Personally I've never found the need to delve into the mechanics of writing lyrics - I just write when the mood takes me and if it comes, it comes (and usually without too much effort). If it doesn't then I just put it aside and maybe come back at it another time to finish it off.

As (most) people on this forum know by now, I'm not a huge fan of rules when it comes to writing - I feel it can stifle creativity (at least for me) more than help it. Not that I don't occasionally lock myself into a set pattern or structure - I just find myself, more often than not, breaking it, and realising I've got better lyrics for it than if I'd have tried to retain conformity.

I know what you mean about unfinished lyrics though. I've probably got a few hundred lying around (and a number of them probably actually quite good or good ideas I'd like to revisit at some stage). I suppose at the volume that I write it's not such a big thing to me, though, not finishing some lyrics.

My favourite songwriter is Tuomas Holopeinen (of Nightwish).

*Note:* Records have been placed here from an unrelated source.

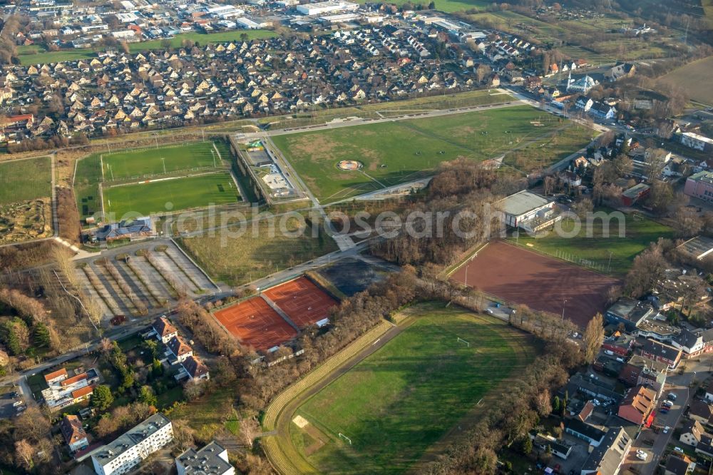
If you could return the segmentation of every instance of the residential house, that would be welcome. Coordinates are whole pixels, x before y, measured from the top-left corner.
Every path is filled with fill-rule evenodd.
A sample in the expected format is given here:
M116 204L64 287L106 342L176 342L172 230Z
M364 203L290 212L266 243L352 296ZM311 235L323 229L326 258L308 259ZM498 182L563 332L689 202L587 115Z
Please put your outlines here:
M687 475L693 472L696 464L685 455L673 454L669 455L664 469L664 475Z
M647 427L654 421L656 392L643 386L630 388L619 405L617 415L622 419Z
M592 108L593 105L594 101L586 96L580 96L575 101L575 107L578 109L581 109L584 112L589 112L589 110Z
M191 355L185 359L181 364L183 369L188 375L191 381L200 381L202 379L210 379L210 373L207 367L202 361Z
M621 195L622 204L625 206L633 206L639 200L649 195L651 187L646 183L637 183L625 190Z
M607 435L605 431L590 424L583 422L578 419L566 420L565 422L565 432L586 441L593 447L598 447L604 442Z
M82 427L82 422L75 415L66 415L59 423L59 429L71 452L83 450L89 446L87 434Z
M701 441L701 436L705 434L705 429L701 423L694 419L688 419L681 427L681 435L678 439L686 444L695 447Z
M656 392L660 397L666 384L668 364L654 361L638 354L629 359L621 372L619 380L627 386L646 386Z
M605 77L609 81L614 81L624 78L630 78L635 73L636 65L632 63L618 61L613 67L605 73Z
M671 340L671 346L680 349L684 358L698 356L705 348L703 333L701 332L694 333L684 328Z
M713 458L713 438L709 434L702 434L701 440L696 445L696 454L701 454L709 458Z
M708 424L713 415L710 404L701 399L694 399L688 407L688 417L702 424Z
M55 372L45 377L48 387L42 391L42 398L51 412L58 411L88 399L100 379L99 372L94 368L71 377L66 370Z
M602 344L602 348L610 351L616 355L625 357L631 351L635 339L633 335L616 332L610 338L605 339L604 343Z
M709 382L706 387L705 399L708 402L713 402L713 380Z
M605 318L607 323L621 324L627 332L634 332L639 324L653 312L654 309L647 304L622 297L607 309Z
M98 475L125 474L151 454L173 440L173 427L158 413L92 452L91 460Z
M178 336L178 330L165 317L157 318L151 327L156 334L156 339L164 344L168 344L168 342Z
M713 172L702 170L686 178L683 193L704 201L713 201Z
M235 475L228 461L227 450L215 441L202 449L189 449L175 459L178 475Z
M713 138L692 132L682 133L681 134L681 143L701 152L713 151Z
M650 338L644 341L639 354L654 361L668 364L670 369L674 369L681 361L681 350L674 347L656 342Z
M567 186L576 188L582 184L582 178L577 173L567 170L560 171L558 177L560 181Z
M193 356L193 349L180 336L171 338L166 347L178 363L183 363L189 357Z
M549 447L550 454L563 460L567 460L572 452L572 445L564 440L555 439L551 435L539 433L533 435L530 432L530 438L533 439L533 446L543 451L547 451L548 447Z

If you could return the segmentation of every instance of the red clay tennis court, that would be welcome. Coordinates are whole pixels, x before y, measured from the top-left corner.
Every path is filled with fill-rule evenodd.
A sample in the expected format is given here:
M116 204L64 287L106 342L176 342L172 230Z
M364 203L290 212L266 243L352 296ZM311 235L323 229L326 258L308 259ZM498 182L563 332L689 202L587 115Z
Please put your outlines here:
M478 256L461 265L451 278L506 300L535 310L562 313L584 327L597 312L603 312L607 290L621 282L504 242L491 242ZM566 300L566 303L564 302Z
M266 350L292 339L297 331L260 297L218 310L213 314L243 344Z
M298 328L326 318L329 308L337 304L304 277L267 289L264 295L287 314Z

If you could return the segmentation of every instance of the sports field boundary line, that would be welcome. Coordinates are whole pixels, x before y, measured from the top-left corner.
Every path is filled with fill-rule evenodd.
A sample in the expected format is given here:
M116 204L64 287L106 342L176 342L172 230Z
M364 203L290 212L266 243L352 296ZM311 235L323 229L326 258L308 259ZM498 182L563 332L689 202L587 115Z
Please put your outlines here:
M467 262L468 260L473 259L473 257L477 257L478 256L478 253L480 252L483 249L485 249L486 247L488 247L488 244L490 244L490 241L486 241L485 242L485 244L482 244L482 245L478 245L478 248L476 249L476 250L473 251L473 252L471 252L470 254L467 255L465 259L461 259L461 260L459 260L458 262L457 262L456 264L453 264L450 270L446 270L446 274L445 275L443 275L443 278L444 278L444 279L449 278L451 275L453 275L454 273L456 273L456 270L458 270L461 267L463 267L463 264L465 264L466 262Z
M387 332L392 332L393 336L396 336L406 327L408 325L395 329L386 320L381 320L361 337L328 358L322 364L307 373L304 377L289 386L272 399L265 409L262 419L263 430L266 432L277 430L279 422L280 422L279 419L284 414L284 412L295 401L299 402L299 398L305 392L319 391L323 385L326 386L326 384L331 382L330 377L332 375L336 375L336 377L339 377L339 374L337 374L339 371L342 369L348 371L352 367L353 365L346 367L349 363L354 362L356 364L363 359L364 357L366 357L366 354L364 354L365 349L368 349L369 354L371 354L371 352L378 350L383 344L390 341L391 338L384 338L384 335ZM376 339L380 340L379 342L379 344L373 345L372 343ZM358 358L360 355L362 355L363 357ZM355 358L356 359L356 361ZM290 423L291 421L287 422L287 424ZM289 437L289 425L286 426L286 428L287 433L280 434L278 431L277 435L270 436L262 440L265 454L270 464L272 465L273 468L278 473L283 475L305 473L307 470L314 472L314 467L309 466L309 463L304 460L298 454L291 453L288 454L285 453L284 449L286 447L284 444L279 444L279 440L280 437ZM291 447L291 446L289 446ZM294 450L294 448L292 449ZM298 457L298 459L295 459L294 457ZM304 464L301 464L299 469L295 466L294 463L297 459L300 459L304 462ZM307 464L308 466L304 466L304 464Z

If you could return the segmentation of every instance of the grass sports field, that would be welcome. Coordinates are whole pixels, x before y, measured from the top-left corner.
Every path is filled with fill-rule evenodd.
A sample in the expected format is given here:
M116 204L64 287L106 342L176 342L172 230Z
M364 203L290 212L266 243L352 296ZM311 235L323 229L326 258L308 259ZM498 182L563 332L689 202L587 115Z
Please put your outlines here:
M298 229L294 218L284 224L287 231ZM179 244L211 277L229 285L245 284L337 250L322 229L316 238L309 227L293 238L279 232L279 220L274 232L266 220L245 226L230 228L223 235L182 238Z
M74 189L80 217L101 213L102 195L104 210L116 218L128 212L148 214L235 203L241 197L228 172L229 158L223 156L226 148L217 145L222 160L211 153L212 142L95 153L78 160ZM176 179L147 183L160 178ZM165 207L168 202L170 210Z
M104 212L115 216L111 220L120 220L127 213L143 216L235 203L240 198L227 172L122 185L104 188L103 193Z
M49 157L0 162L0 205L52 195Z
M674 69L662 76L660 81L684 88L694 101L713 104L713 88L710 86L712 75L713 56L708 56Z
M105 181L148 178L191 168L217 168L220 165L212 142L103 153L101 163Z
M290 442L314 471L409 470L458 421L477 419L478 402L486 408L535 354L496 319L443 304L410 311L410 326L289 416L303 424L289 423Z
M555 135L579 131L575 139ZM528 106L382 122L272 137L305 184L323 203L347 198L428 175L461 156L482 160L503 155L523 171L554 163L587 145L590 129ZM541 146L540 146L541 145ZM513 155L527 148L527 156ZM514 150L514 151L513 151ZM342 160L360 170L337 168Z
M366 0L359 0L359 3L360 4L363 4L365 1ZM401 6L409 2L408 2L408 0L395 0L392 3L394 5ZM419 2L410 3L411 4L417 4ZM488 1L487 0L434 0L434 3L436 4L435 9L446 11L446 13L473 9L483 10L493 4L493 2ZM427 4L428 2L423 3L424 5L426 5Z
M275 33L268 30L232 30L210 34L198 32L183 33L170 39L171 48L180 48L183 40L198 41L201 46L207 43L224 43L240 41L241 35L247 34L248 40L274 36ZM163 40L151 40L140 43L129 44L132 53L140 51L163 50ZM96 51L88 48L63 49L48 51L38 45L17 47L18 57L21 64L42 64L60 61L75 61L80 59L96 58Z
M615 213L611 216L622 216L624 223L624 236L620 237L620 220L612 218L609 222L608 237L604 233L604 221L594 220L590 228L590 236L588 237L588 225L581 223L579 233L574 238L560 237L553 231L537 238L522 233L517 240L521 246L548 255L563 257L574 262L584 259L597 266L597 270L613 275L624 275L628 272L634 257L646 249L650 242L659 238L672 239L673 230L662 224L652 221L639 214L627 214L615 212L609 208L599 208L597 212ZM571 233L575 229L573 220L562 222L562 230ZM511 239L511 243L515 240ZM609 253L611 252L610 267Z

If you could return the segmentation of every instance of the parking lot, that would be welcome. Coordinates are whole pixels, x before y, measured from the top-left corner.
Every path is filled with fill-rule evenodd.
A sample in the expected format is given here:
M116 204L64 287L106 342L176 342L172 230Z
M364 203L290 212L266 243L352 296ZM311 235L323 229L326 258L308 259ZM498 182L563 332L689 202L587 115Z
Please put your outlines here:
M175 305L181 294L198 298L218 290L171 242L105 255L106 261L93 257L77 268L82 290L99 303L105 325L115 315L129 321L143 316L142 305L151 313Z
M17 393L17 396L13 397L14 392ZM15 406L18 402L22 402L19 388L12 384L0 386L0 419L8 419L16 415L18 407L25 407L24 403Z

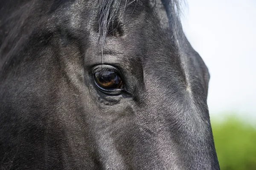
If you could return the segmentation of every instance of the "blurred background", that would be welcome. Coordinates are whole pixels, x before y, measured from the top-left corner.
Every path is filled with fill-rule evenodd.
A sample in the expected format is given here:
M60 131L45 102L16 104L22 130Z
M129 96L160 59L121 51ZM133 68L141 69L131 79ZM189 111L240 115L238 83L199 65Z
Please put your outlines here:
M222 170L256 170L256 0L186 0L182 22L211 75L208 104Z

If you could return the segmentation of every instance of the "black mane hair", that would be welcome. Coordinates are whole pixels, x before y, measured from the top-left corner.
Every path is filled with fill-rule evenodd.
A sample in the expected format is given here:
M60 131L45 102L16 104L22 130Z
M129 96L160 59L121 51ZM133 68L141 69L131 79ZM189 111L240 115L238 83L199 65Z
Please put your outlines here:
M98 0L99 10L98 27L99 34L99 41L101 40L102 57L103 57L103 51L106 37L109 32L110 26L116 19L120 9L120 6L122 0ZM125 0L125 10L127 4L132 3L137 3L138 0L132 0L129 2ZM167 14L170 26L174 29L177 29L177 26L180 23L180 0L161 0Z

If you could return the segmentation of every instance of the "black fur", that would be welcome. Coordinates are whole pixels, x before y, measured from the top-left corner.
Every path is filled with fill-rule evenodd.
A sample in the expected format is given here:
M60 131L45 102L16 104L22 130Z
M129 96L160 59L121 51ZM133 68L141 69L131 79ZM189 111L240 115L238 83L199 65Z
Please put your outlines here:
M0 169L219 170L177 4L0 1ZM126 93L96 87L102 62Z

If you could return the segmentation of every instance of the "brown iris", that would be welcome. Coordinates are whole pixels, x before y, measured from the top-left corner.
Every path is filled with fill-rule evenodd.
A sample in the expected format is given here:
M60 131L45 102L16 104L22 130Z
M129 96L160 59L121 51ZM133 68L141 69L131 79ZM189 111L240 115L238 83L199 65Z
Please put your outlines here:
M95 82L98 86L106 90L122 89L122 81L114 71L105 70L96 72L94 74Z

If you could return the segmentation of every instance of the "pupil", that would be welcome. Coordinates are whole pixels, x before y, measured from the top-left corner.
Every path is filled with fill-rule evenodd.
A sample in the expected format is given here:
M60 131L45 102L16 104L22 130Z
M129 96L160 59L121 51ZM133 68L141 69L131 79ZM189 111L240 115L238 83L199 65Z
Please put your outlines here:
M116 88L119 79L116 72L111 71L99 72L95 74L99 85L106 89Z

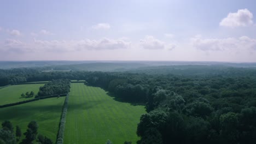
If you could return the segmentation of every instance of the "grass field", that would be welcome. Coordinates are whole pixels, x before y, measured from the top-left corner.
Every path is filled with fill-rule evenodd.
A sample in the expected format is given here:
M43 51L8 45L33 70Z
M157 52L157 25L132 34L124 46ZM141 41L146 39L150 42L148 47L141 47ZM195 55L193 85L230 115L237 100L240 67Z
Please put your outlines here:
M100 88L72 83L64 143L123 143L139 139L136 132L143 106L115 101Z
M65 99L65 97L49 98L1 108L0 122L9 120L14 127L20 126L23 134L28 123L34 120L39 125L39 134L55 142Z
M33 99L21 98L20 95L26 92L33 91L37 94L40 86L44 84L13 85L0 89L0 105Z

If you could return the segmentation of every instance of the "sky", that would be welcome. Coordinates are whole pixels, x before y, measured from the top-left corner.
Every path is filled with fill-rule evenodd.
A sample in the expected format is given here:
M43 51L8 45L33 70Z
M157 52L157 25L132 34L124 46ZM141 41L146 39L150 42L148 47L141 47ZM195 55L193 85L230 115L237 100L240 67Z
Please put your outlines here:
M0 1L0 61L256 62L256 1Z

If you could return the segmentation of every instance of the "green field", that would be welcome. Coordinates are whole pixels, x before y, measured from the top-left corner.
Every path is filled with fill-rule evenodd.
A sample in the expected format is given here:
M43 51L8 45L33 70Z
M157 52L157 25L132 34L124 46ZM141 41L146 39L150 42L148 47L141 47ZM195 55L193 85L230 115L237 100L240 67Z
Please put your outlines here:
M0 89L0 105L8 104L33 99L22 98L20 95L26 92L33 91L35 94L38 93L39 88L44 84L13 85Z
M64 143L136 143L137 124L143 106L115 101L100 88L72 83Z
M34 120L39 125L39 134L46 136L55 142L65 99L64 97L49 98L1 108L0 122L9 120L14 127L20 126L23 134L28 123Z

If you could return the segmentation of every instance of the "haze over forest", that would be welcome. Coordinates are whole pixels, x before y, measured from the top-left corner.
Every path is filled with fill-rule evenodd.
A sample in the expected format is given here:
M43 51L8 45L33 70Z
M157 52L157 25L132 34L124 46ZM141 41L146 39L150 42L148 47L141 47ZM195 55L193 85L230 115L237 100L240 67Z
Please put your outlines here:
M255 1L1 1L0 61L256 62Z

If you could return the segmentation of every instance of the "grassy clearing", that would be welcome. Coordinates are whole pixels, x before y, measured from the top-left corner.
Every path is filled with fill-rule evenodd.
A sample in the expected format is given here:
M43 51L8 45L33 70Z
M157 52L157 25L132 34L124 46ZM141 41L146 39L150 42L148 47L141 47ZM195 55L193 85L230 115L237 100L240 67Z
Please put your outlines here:
M26 100L33 99L31 98L22 98L20 95L26 92L33 91L37 94L40 86L44 84L20 85L10 86L0 89L0 105L16 103Z
M136 131L143 106L115 101L100 88L72 83L64 143L123 143L139 139Z
M65 97L49 98L1 108L0 122L9 120L14 127L20 126L23 134L28 123L34 120L39 125L39 134L46 136L55 142L65 99Z

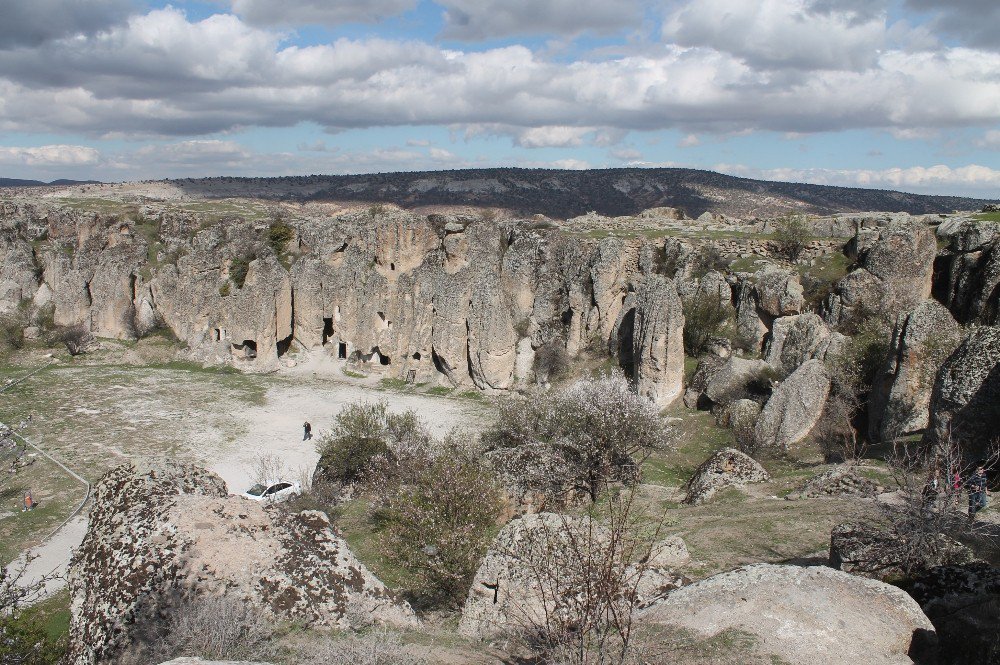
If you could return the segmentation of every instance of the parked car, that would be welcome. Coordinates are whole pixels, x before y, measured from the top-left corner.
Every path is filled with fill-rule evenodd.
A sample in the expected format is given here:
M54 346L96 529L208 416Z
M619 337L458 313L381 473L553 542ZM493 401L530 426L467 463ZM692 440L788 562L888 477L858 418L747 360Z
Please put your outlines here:
M270 485L257 483L242 496L251 501L262 501L264 503L279 503L287 501L293 496L302 494L302 486L295 482L279 481Z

If you ever read any of his lyrics or heard any of his songs you'll realise that (a) the structure is whatever the hell takes his fancy and to hell with the rules, (b) half of it doesn't rhyme or even come close to rhyming, and (c) when you listento his songs you realise none of that actually matters because they end up working. Basically, he'd rather make the music fit the words than the other way around!

Yeah - it's great if you don't need any extra help, for me personally, I didn't get a great grade in English when I was at school so a lot of the theory side to words needed a little more study. With the 'object' writing approach I can write a huge pile of nonsense and then create a song from that, using it like a programmer uses a data dictionary.

Pat Pattison's techniques for re-writing certainly have helped me.
I found that if I did write a song start-to-finish it would be full of cliche and perfect rhyme and I'd look back at it and know that it wasn't strong enough, but not really know why or know how to fix it.

I think I've heard of Nightwish (are they Prog?), not heard any though - I'll check it out - it might be fun to analyse a song on here!